Survey Data

Reg No




Categories of Special Interest

Architectural, Artistic, Historical, Social, Technical

Previous Name

Rahan Roman Catholic College

Original Use


Historical Use


In Use As

Nursing/convalescence home


1815 - 1820


225899, 226278

Date Recorded


Date Updated



Detached U-plan former Jesuit College, built between 1815-18, comprising five-bay three-storey over basement central block with single-bay three-storey advanced blocks to sides and extensions to north. Now a nursing home and golf club. Set within its own grounds. Hipped and pitched slate roofs with ruled-and-lined rendered chimneystacks, terracotta pots and cast-iron rainwater goods. Rendered walls with plinth. Timber sash windows to stone sills, with tooled stone surrounds. Segmental-headed door opening with moulded rendered surround and timber spoked fanlight. Doorcase comprising Ionic columns, flanking timber panelled door with cornice over. Limestone steps over basement with wrought-iron railings. Timber battened doors to other elevations. Three-bay three-storey north extension, built between 1855-61, with breakfront and four-bay two-storey side blocks. Roof hidden by balustrade. Rendered walls with tooled stone plinth, string and eaves courses and rusticated quoins. Mix of timber sash and uPVC replacement windows. Rusticated surrounds to breakfront windows. Extension parallel to original building built between 1865-70. Ranges of outbuildings to rear with rendered walls and pitched slate roofs. Ha-ha to front site. Random coursed wall with ruled-and-lined sweeping walls to entrance. Channelled ashlar gate piers with carved ribbon design and cast-iron gates.

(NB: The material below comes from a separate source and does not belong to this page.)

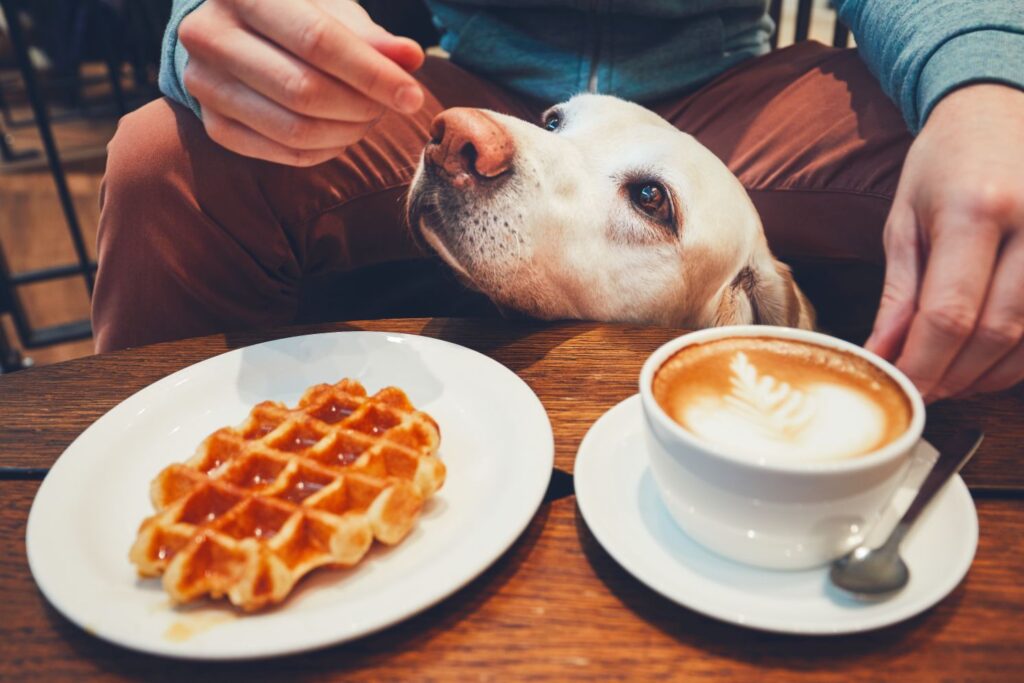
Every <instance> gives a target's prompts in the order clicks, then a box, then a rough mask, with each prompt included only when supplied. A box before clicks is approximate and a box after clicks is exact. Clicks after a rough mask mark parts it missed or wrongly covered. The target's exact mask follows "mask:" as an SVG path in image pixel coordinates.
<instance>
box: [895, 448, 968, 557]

The building was originally built as a school for boys under the age of thirteen. In the 1850s the school was enlarged to take older boys and became known as Saint Stanislaus's College. In 1918 it became a house for Jesuit novices and subsequently a retreat house. The simplicity of the earliest section of Saint Stanislaus's reflects the need for discretion amongst Catholic orders in the early nineteenth century. This simple, well proportioned design is skilfully executed in high quality materials with much original fabric surviving. The northern section, completed in the early 1860s, displays fine decorative render detailing to its quoins and window surrounds, with the subtle breakfront emphasizing the windows. Together with the adjoining church and outbuildings, this former school constitutes an important historical complex.